A company’s core software assets embed deep knowledge about its products, services, operating processes and relationships. However, they have traditionally been managed as expenses to be minimized rather than assets which generate future value. Based on his research, the author calls for a new focus on software-based value creation, and introduces some valuation tools and techniques for achieving this goal.

Opportunities and Challenges

As the backbone of internal processes, software is a dominant force in enabling companies to exploit new distribution channels, create new products, reduce operating costs, and deliver differentiated value-added services to customers. Over three-quarters of CIOs and CFOs surveyed indicated that their core software assets are critical to executing their business strategy.

Unfortunately, significant challenges confound attempts to manage software assets. The scope, size and complexity of software development projects, compounded by the tangled web of legacy systems, challenge most standard management control procedures. As a result, fewer than one-half of CIOs and CFOs fully know the size of their core software asset portfolio, and fewer still feel confident in the data on software cost.

More difficult still is the ability to estimate business value generated by software assets. Categorizing them helps identify the source of potential value. Transactional systems are high-volume systems related to the core business transactions, whose benefits are related to each transaction. Informational systems extract and aggregate data from internal and external systems for decision support. Their value derives from a business outcome linked to a decision made by a human expert. Transformational systems change how knowledge workers interact so as to produce new information of benefit to customers. This value is extremely difficult to estimate, and is dependent on culture, incentives and leadership styles. Ultimately, business value is generated by the integration of people and technology, rather than technology alone, making it harder to quantify in isolation.

The measurement of business value from software assets is widely practiced for new systems. Value assessments include three categories: financial benefits, non-financial benefits, and risk profile. However, executives surveyed expressed frustration that these benefits were not verified post implementation. These same executives were divided on the need to compute value for legacy software assets. Proponents claim that knowing such value helps communicate the overall strategic value of IT to senior executives, and supports strategic decision-making. Opponents express concern about allocating extensive time to counting that could be better spent developing and managing software.

Valuing Intangible Assets

Valuing intangible assets is widely acknowledged to be part art, part science. Valuation experts recommend three approaches commonly used to value other intangible assets, such as intellectual property: cost approach, market transaction approach or income (cash flow) approach. The income-based approach holds the most promise for calculating the business value of core software assets. Estimating cash flows requires an intensive and sometimes costly analysis. However, recent trends in risk assessment require a valuation of software assets as a measure of the operational risk associated with losing them. A risk-based valuation takes a process approach to measuring software asset value.

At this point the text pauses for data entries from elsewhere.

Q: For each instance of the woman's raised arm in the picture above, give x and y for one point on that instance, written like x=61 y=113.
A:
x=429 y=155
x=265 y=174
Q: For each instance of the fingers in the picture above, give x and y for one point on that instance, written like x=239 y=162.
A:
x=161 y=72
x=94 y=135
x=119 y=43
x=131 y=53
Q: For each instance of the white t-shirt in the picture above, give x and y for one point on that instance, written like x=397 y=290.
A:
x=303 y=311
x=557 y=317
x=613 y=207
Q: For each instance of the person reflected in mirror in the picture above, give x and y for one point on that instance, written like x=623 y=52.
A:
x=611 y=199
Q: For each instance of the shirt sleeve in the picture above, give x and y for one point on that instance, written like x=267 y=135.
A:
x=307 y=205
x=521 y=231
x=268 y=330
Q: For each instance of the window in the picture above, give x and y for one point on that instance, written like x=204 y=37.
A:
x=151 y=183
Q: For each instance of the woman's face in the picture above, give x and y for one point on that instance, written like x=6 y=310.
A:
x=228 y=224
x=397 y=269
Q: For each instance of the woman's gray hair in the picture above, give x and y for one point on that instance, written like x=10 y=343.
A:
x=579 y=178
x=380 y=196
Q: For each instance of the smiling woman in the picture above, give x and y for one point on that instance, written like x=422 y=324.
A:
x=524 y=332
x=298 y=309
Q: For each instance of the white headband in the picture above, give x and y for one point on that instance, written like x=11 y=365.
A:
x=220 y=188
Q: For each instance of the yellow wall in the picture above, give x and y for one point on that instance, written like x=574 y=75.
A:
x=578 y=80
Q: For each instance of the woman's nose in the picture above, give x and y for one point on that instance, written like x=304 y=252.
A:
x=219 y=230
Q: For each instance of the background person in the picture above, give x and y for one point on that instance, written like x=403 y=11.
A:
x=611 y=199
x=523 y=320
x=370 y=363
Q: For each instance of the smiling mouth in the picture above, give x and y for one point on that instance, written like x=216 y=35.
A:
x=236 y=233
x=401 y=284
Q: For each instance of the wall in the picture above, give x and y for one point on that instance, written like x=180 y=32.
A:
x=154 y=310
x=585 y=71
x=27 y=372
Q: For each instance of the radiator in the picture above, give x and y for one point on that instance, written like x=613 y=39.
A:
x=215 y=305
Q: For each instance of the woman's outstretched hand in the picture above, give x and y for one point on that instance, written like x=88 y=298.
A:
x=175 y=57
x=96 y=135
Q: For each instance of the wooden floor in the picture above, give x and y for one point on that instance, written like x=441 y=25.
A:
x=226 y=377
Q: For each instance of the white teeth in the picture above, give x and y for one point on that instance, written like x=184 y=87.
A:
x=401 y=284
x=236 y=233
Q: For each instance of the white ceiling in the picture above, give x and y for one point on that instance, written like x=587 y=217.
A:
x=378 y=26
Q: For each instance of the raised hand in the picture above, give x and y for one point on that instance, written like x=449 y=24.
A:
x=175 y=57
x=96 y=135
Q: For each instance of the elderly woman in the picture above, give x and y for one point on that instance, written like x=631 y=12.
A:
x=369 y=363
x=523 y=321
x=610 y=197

Researchers at INSEAD propose a novel technique for valuing software asset value that is currently used in market research: conjoint analysis. This technique measures the trade-offs people make in choosing between products or service providers based on component attributes of the product or service. The total value that an individual places on any product is equivalent to the sum of the utility they derive from all the attributes making up the product.

Regardless of the valuation method used, thinking strategically about intangible assets is required to compete effectively in the knowledge economy. The transition from a cost mindset to a business value mindset is significant, and demands a strong partnership between business and IT managers. However, the potential rewards for both are substantial.